高杉晋作の慰霊の地
東行庵には、功山寺を訪れた勢いのまま足を延ばしてみました。入口には境内案内図が掲げられていました。見てみると、銅像や詩碑、志士の墓など、思った以上に見どころが多い場所のようです。単なる墓所というより、晋作ゆかりの史跡が集まった公園のような場所という印象でした。

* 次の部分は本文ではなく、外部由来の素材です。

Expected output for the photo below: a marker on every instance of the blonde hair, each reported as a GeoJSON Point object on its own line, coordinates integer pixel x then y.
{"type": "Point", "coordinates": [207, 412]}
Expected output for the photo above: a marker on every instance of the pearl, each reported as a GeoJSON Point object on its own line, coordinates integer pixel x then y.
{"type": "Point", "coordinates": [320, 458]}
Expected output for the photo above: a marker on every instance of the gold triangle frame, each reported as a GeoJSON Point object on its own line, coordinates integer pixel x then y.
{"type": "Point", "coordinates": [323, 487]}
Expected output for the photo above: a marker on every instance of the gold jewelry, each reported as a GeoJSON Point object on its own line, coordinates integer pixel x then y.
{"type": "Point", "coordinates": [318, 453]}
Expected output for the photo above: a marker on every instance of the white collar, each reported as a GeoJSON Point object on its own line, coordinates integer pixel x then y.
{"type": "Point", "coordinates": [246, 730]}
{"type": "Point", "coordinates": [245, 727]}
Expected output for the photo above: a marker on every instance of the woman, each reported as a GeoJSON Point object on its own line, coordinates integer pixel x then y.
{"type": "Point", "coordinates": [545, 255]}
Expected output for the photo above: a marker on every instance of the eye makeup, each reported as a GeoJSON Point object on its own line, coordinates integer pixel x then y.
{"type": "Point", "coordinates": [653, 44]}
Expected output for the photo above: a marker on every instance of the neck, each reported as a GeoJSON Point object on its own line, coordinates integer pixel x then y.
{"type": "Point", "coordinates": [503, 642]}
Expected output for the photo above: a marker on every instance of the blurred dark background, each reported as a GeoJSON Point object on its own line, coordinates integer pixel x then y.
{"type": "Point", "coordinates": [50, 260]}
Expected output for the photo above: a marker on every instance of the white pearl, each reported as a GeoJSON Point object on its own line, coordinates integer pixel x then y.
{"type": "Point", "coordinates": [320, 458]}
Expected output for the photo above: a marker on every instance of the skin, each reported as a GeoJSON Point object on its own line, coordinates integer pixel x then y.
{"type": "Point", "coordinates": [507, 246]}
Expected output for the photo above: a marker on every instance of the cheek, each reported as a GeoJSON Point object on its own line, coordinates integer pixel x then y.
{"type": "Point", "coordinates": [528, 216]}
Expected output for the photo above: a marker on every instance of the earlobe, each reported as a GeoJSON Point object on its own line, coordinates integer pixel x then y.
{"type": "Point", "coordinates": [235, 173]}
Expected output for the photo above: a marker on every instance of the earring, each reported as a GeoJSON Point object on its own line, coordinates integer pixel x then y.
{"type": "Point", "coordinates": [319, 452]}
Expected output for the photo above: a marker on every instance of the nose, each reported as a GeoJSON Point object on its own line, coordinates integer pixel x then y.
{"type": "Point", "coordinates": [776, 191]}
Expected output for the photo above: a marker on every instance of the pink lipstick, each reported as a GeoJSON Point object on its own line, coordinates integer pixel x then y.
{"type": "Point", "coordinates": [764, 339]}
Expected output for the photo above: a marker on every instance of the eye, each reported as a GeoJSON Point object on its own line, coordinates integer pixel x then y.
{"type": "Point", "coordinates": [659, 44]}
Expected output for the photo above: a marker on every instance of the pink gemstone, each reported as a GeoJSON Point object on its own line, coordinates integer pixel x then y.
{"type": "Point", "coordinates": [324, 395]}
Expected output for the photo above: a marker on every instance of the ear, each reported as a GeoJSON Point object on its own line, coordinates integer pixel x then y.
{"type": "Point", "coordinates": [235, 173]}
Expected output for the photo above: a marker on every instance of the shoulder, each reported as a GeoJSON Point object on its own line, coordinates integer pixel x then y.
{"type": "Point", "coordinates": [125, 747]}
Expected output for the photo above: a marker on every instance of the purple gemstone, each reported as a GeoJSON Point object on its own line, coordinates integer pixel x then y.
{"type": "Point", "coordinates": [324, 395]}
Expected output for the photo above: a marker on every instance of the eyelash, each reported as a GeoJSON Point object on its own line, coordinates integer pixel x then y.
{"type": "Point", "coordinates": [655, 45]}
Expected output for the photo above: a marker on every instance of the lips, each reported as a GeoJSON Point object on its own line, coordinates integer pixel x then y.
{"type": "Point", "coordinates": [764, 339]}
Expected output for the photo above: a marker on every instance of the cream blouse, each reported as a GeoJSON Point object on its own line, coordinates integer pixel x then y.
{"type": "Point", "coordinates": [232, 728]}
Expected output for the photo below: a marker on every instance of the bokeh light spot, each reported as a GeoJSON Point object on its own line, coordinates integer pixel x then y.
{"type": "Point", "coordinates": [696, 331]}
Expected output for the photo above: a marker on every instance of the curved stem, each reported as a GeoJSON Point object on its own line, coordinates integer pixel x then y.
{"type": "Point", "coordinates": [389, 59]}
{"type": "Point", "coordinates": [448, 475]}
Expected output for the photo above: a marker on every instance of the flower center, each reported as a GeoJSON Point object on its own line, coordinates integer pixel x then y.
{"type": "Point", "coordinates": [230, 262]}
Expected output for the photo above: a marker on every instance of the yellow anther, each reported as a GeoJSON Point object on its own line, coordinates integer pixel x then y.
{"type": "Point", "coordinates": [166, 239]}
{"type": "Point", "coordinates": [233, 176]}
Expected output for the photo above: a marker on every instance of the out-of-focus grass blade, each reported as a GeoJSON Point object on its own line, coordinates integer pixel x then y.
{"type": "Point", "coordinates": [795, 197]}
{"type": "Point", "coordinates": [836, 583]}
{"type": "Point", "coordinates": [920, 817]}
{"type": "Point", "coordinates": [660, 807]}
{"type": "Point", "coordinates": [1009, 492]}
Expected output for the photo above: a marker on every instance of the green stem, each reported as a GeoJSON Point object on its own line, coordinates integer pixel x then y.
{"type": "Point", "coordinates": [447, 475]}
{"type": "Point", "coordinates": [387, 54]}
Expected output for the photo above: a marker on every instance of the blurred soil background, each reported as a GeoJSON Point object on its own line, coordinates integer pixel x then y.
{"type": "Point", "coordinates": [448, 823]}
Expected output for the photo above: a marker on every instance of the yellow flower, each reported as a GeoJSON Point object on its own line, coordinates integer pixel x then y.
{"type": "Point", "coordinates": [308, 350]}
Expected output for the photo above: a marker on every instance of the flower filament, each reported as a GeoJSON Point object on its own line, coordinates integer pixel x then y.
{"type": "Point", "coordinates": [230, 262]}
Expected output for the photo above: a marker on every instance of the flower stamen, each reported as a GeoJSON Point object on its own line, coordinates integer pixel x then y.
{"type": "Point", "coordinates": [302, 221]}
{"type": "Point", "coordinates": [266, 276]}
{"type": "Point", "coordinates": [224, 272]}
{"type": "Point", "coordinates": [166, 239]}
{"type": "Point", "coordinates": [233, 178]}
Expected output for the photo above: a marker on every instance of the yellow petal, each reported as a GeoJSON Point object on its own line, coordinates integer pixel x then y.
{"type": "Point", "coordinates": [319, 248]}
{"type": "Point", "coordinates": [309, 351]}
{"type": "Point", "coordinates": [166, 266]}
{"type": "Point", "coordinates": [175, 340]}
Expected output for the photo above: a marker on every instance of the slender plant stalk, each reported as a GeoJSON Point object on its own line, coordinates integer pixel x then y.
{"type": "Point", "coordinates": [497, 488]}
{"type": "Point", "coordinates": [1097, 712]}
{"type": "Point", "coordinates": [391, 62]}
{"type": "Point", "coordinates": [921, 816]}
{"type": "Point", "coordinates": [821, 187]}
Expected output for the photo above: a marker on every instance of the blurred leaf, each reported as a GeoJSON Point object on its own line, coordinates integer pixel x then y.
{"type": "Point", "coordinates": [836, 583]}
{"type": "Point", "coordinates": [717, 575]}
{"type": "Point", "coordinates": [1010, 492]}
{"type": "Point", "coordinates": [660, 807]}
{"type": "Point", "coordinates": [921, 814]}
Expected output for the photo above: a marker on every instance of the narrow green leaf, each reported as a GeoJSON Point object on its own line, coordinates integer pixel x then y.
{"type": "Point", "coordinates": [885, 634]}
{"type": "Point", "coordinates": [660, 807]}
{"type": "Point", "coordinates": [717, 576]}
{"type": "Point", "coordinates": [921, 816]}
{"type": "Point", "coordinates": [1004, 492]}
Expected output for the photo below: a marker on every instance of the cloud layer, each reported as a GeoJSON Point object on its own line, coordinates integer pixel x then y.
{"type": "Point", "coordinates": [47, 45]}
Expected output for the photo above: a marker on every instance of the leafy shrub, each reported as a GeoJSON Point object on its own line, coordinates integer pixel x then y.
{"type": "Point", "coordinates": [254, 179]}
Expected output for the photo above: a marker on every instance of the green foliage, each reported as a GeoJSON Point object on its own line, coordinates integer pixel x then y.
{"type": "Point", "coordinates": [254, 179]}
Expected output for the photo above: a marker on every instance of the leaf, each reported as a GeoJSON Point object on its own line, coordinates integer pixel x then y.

境内に入ると、大きな石碑が目に入ります。最初は「これが晋作の墓なのかな」と思ったのですが、どうやら違うようです。これは 高杉晋作の顕彰碑 でした。東行庵には晋作の墓だけでなく、彼を顕彰する碑や、志士たちの墓なども多く残されています。幕末史が好きな人にとっては、なかなか見応えのある場所だと思います。
晋作といえば、やはり 下関戦争後の講和交渉 が印象に残ります。ぼろぼろに負けた状況にもかかわらず、列強側が求めた 彦島の租借 を頑として断ったという話は有名です。もしここで受け入れていたら、彦島は香港やマカオのような場所になっていたかもしれません。場合によっては、日本の歴史も違ったものになっていた可能性すらあります。それほど大きな分岐点だったのではないかと思います。

当時の交渉の様子は、英国外交官 アーネスト・サトウ の記録にも残っています。それによると、晋作の態度はかなり堂々としていたそうです。負けている側とは思えないほどの態度だったとか。ドラマなどでもよく描かれる場面ですよね。ある作品では、古事記を暗唱して伊藤博文に訳させる、というような描写もありました。
また別の作品では、賠償金や燃料などの条件には「イエス」と答えるのに、彦島の租借だけは きっぱり「ノー」 と断る場面が描かれていました。しかも交渉中、晋作は条件に対して 「イエス、イエス」 としか言わない。それを見た井上馨(萩原流行が演じていました)が思わず、「おまえ、イエスしか英語知らないのか!」と突っ込む場面があります。しかし、いざ彦島租借の話になると、晋作はそれまでの「イエス」とは打って変わって、「ノー」と、力強く断るのです。ああいう描き方を見ると、なかなか格好いい人物だなと思ってしまいます。

境内には晋作の墓もあります。墓石には 「東行墓」 と刻まれていました。東行とは、晋作の号の一つです。

また、境内には梅の木が多く植えられています。晋作は桜よりも 梅の花を好んだ と言われています。訪れたときは、満開……と言いたいところですが、ちょうど 満開を少し過ぎた頃 でした。それでも境内には梅の花が広がり、なかなか風情のある景色でした。

境内には 高杉晋作の銅像 も建てられています。堂々とした姿で、なかなか格好いい像です。……ただその時、私はというと。寒さのせいか、頭の中は「攘夷、攘夷」ではなく 「尿意、尿意」。真剣にトイレを探して境内をうろうろしていました。歴史ロマンと現実は、なかなか両立しません。

境内には晋作の有名な句碑もあります。
面白き
こともなき世を
面白く
という句です。
この言葉を好む人は多いと思います。ただ、この句には続きがあります。
すみなすものは
心なりけり
これは、晋作の死後、歌人の 野村望東尼 が返した句です。この返句があるのとないのでは、意味の受け取り方が大きく変わるように感じました。